If you prefer one hardware over the other without seeing benchmarks, then you are someone that is usually referred to as a "fanboy". Have fun with that.
Watch for Penguins, they eat Apples and throw rocks at Windows.
So how do you do this in Java, Python? Did nobody ask? I did a search for "java huma uniform memory access" and this page came up first with nothing from java.com or oracle in sight.
Ok more searching says to use OpenCL and lots of stackoverflow questions... but they're not new... and OpenCL is not Java. What do you do for this new easier to program hardware? Is their definition of "supported" currently a bit optimistic? Supported by Java..... because Java lets you do lots of things not actually in Java and still work with a Java program, so pretty much anything is "supported" in Java. Is that the jist? I guess we need the tools to evolve before things really take hold.
simple, fast homepage with your links: http://www.ngumbi.com/
And if you believe benchmarks are a good indicator of real performance, you're just fucking stupid.
Either will do fine CPU-wise
Except the Intel CPU will complete its given tasks two to four times faster than AMD's closest equivalent CPU.

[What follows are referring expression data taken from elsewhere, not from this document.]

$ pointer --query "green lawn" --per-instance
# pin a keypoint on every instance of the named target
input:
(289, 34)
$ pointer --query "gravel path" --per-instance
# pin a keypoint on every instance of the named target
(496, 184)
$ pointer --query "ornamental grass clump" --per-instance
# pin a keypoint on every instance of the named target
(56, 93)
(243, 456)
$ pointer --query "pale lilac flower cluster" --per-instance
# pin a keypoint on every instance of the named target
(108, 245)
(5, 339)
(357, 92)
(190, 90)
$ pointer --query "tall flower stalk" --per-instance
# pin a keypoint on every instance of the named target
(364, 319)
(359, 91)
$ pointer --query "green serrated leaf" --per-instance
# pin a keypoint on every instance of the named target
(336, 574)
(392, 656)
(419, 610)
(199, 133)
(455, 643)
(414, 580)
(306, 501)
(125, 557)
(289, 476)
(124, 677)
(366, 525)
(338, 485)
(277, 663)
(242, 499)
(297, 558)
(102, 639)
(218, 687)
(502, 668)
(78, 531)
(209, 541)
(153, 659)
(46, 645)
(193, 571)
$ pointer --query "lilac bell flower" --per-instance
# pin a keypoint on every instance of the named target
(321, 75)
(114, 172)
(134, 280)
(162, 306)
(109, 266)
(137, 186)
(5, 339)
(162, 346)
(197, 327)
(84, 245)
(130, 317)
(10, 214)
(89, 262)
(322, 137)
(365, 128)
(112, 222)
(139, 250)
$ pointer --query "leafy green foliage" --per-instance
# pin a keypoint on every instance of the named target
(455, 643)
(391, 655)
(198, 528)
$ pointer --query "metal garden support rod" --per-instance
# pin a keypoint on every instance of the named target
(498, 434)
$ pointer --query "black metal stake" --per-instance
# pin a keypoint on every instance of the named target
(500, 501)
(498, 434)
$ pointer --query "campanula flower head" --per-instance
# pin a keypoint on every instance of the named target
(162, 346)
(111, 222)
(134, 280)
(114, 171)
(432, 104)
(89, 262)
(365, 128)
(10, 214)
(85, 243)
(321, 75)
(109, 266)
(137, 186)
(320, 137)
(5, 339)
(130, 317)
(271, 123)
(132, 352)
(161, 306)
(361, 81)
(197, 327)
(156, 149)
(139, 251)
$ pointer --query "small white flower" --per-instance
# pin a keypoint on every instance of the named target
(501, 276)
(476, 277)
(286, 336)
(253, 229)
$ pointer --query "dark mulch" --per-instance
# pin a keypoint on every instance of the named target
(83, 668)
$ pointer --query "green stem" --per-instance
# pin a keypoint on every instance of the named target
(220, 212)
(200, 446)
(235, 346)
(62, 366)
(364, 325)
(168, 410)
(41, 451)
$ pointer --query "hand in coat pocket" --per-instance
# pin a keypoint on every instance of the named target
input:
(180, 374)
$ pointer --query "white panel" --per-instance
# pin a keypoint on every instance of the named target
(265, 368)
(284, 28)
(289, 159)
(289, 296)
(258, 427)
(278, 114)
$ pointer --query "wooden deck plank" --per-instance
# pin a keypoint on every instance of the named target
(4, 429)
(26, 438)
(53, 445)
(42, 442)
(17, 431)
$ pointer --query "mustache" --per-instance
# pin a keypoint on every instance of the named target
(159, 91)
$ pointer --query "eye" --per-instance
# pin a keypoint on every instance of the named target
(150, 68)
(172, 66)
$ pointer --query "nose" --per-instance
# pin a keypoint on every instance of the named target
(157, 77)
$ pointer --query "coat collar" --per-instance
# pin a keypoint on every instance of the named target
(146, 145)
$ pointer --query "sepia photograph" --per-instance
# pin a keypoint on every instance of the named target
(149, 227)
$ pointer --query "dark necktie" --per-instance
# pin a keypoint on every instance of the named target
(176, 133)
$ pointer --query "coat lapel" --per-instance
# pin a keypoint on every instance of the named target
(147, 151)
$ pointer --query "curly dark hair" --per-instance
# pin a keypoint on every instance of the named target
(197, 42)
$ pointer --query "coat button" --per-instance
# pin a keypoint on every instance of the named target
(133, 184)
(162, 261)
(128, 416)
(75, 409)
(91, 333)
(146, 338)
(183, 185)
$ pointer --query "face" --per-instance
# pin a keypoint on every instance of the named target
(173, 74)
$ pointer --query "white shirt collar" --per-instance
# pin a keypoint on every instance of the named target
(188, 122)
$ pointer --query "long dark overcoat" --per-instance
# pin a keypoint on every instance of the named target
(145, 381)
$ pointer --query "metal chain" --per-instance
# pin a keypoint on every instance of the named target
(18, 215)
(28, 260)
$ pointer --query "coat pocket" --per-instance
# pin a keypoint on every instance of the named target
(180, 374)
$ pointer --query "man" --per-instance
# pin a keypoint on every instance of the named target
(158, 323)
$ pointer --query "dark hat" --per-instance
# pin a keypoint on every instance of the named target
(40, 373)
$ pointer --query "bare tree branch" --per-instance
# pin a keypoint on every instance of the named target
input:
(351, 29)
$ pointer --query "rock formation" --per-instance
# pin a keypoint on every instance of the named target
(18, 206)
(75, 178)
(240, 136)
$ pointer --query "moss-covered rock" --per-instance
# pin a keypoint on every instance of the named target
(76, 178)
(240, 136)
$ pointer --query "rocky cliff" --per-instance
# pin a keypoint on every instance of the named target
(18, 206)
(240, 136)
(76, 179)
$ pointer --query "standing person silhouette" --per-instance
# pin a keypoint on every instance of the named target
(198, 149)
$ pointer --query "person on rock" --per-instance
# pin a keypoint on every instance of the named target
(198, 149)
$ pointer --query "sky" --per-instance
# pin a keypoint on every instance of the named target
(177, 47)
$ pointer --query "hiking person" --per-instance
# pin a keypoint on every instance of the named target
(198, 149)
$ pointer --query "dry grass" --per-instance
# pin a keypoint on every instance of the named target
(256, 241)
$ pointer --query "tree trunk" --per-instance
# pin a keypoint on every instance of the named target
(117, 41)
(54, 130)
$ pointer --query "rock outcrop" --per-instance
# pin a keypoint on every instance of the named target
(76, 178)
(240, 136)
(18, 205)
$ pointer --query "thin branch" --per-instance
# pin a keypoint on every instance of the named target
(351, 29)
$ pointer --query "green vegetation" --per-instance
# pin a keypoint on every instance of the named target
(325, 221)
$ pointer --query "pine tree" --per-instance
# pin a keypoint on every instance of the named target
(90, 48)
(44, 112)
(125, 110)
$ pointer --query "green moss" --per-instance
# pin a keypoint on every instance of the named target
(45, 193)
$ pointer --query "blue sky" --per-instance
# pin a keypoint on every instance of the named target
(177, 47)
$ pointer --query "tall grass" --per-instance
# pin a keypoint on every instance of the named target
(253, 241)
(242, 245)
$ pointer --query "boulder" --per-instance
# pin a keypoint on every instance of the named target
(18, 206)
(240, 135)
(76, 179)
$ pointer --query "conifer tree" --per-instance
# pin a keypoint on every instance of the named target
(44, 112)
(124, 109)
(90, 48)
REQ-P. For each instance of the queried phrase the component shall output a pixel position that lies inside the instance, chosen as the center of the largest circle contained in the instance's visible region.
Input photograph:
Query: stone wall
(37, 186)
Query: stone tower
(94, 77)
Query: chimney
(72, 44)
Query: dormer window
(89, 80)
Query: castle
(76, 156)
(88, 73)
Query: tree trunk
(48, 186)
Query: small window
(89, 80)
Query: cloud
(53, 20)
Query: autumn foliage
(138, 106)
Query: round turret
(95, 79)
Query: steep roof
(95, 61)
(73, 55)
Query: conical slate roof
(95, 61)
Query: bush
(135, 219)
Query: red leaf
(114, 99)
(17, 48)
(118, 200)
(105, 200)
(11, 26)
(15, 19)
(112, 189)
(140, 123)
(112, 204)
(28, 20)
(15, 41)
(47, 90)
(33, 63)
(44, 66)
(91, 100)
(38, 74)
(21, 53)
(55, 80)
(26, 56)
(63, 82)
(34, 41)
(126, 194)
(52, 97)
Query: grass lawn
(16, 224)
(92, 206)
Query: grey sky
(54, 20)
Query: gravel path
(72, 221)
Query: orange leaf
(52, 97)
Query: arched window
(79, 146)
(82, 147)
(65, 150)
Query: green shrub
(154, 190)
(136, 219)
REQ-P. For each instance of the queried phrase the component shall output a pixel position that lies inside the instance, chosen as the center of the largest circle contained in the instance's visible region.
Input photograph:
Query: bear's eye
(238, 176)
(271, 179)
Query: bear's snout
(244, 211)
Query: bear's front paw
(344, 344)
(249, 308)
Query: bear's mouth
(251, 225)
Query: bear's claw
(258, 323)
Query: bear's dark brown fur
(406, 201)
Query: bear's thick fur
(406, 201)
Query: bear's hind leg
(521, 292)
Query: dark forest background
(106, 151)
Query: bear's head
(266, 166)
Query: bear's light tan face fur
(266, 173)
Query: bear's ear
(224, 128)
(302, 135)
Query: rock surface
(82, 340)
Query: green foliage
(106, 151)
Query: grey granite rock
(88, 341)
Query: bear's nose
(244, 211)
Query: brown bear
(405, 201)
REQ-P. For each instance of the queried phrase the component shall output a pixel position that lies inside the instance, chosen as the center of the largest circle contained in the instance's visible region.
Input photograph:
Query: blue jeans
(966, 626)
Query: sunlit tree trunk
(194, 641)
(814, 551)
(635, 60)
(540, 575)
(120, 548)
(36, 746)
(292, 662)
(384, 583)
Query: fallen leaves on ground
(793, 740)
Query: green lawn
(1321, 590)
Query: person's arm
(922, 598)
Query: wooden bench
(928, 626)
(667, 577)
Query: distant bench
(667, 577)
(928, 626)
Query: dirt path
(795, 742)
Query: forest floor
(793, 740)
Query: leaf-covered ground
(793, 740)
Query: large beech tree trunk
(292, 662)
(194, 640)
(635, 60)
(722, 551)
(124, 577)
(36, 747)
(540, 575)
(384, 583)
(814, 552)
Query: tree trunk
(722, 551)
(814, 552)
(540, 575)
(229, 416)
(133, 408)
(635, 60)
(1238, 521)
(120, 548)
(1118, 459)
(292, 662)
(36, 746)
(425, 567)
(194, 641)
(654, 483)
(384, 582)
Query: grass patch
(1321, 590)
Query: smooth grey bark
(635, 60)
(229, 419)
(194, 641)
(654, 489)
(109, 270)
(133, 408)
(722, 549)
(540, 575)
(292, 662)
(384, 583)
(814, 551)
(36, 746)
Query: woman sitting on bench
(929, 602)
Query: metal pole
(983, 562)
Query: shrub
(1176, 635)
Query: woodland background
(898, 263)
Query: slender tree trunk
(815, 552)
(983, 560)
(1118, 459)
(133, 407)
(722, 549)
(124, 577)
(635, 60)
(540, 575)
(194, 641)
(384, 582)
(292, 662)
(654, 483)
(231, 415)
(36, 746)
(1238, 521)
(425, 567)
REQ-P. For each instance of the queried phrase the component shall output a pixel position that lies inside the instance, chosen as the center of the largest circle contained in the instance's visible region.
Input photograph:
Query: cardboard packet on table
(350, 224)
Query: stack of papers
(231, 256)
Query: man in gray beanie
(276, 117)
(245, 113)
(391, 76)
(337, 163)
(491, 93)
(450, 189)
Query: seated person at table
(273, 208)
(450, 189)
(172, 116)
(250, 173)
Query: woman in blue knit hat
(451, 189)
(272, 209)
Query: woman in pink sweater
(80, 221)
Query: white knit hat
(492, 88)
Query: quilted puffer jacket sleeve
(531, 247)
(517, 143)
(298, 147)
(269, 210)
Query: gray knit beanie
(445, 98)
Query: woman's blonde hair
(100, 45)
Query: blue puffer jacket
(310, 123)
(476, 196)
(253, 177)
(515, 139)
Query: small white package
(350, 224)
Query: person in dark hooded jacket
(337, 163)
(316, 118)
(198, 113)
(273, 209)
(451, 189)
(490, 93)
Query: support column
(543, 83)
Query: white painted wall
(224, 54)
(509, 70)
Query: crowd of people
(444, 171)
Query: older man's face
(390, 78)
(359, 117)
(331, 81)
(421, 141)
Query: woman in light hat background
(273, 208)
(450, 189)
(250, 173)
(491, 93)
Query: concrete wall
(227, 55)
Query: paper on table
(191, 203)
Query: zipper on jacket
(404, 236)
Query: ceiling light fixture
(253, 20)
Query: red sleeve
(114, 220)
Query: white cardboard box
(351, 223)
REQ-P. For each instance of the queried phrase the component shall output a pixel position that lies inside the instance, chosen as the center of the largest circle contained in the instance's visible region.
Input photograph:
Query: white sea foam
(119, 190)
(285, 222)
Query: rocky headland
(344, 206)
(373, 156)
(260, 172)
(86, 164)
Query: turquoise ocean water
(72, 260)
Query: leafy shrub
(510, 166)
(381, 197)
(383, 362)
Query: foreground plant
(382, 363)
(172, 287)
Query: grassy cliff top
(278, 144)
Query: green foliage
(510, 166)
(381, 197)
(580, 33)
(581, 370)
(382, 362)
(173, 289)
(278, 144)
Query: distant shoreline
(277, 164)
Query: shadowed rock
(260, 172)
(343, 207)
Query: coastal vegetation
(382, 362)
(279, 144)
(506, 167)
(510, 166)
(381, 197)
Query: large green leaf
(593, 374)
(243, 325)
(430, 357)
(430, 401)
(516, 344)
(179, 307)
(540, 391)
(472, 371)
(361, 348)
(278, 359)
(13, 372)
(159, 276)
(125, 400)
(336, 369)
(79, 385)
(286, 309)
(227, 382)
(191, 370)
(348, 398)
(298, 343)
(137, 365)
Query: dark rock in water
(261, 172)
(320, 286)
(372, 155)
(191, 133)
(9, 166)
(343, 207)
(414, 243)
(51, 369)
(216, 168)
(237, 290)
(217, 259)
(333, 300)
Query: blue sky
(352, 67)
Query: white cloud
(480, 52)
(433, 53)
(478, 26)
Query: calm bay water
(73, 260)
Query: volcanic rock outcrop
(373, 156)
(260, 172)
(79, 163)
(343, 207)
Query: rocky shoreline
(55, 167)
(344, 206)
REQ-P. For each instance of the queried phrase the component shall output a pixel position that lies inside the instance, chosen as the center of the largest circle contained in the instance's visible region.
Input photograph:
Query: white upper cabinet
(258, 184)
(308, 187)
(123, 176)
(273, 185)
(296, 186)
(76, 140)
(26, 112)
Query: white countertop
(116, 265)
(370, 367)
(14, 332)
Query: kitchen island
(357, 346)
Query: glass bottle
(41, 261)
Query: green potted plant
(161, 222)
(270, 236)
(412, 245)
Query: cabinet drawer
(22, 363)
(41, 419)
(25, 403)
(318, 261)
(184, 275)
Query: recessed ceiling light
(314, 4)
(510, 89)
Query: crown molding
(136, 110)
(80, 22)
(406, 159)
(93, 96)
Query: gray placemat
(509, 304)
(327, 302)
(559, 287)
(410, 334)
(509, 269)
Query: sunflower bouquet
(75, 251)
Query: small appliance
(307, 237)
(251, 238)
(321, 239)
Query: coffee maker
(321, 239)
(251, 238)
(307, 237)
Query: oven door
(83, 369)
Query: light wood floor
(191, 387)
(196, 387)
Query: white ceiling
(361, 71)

So AMD is the better buy then
Nope. Benchmarks show that Intel HD 4000 graphics are easily on par with any integrated AMD GPU.
it will save ~$100 on the CPU
That's easy to say when you don't even specify which specific products you are referencing. I can easily find an Intel CPU that outperforms an AMD CPU in the same price range.
~$50 more on the motherboard
Considering you can buy an Intel brand LGA 1155 motherboard for $50 or less, I'd like to know where I can get AMD motherboards for free or where AMD will pay me to take one.